As the competition for land is growing, however, ecovillages might become a luxury for many. The well-off in turn may see them as preferred retirement destinations whereby enclaves of the rich might sprout in the countryside away from the hustle and bustle of polluted cities. Ecovillage like Amatciems in Latvia or ReGen in the Netherlands already offer all the usual comforts in a picturesque landscape on private land.
Beyond the urban-rural divide
Growing increasingly complex and interconnected, many cities might start to witness a transformation of their boundaries. Urban areas could well begin to be separated into more locally governed districts and neighborhoods with unique features. Some of them might develop sustainable agriculture, local economies and other features common to the ecovillage approach.
Some experts even posit that thanks to digitalization we are approaching the end of big cities and entering an era of small and connected digital towns and villages. Readily open to knowledge workers, freelancers and digital nomads, this reality is even more seductive if you know that you can travel anywhere and anytime.

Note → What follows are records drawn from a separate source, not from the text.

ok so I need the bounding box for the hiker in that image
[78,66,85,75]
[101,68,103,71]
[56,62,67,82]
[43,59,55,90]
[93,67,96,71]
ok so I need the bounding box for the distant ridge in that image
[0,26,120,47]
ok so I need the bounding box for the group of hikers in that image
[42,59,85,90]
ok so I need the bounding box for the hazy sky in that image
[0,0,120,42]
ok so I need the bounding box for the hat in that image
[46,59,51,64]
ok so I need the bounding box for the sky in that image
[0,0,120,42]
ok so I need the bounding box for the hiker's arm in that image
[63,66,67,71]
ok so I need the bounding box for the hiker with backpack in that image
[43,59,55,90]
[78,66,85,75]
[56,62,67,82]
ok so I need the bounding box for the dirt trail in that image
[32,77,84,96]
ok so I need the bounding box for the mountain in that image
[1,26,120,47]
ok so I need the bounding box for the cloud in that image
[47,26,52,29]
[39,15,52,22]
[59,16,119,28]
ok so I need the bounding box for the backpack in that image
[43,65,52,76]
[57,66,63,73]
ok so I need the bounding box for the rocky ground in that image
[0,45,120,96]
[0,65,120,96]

Meanwhile, not every city of the future is going to be about speed and connectivity, and not every village is going to allow for harmony with nature. Slow cities are likely to keep developing their unique niches, while many villages will endure massive pollution and environmental degradation exported from the megacities. With rising inequalities and regional imbalances, we might also see more and more poor and degraded cities right alongside high-tech ecovillages thriving on landscapes micro-engineered for their wealthy inhabitants.
We will also see unprecedented changes in climate, biodiversity and ecosystems, which will leave no city or village untouched. That is why we should start looking beyond nominal differences and instead focusing our attention on what types of human habitats can nature really sustain in a landscape. It’s crucial that we start building human settlements that will allow nature to remain undiminished.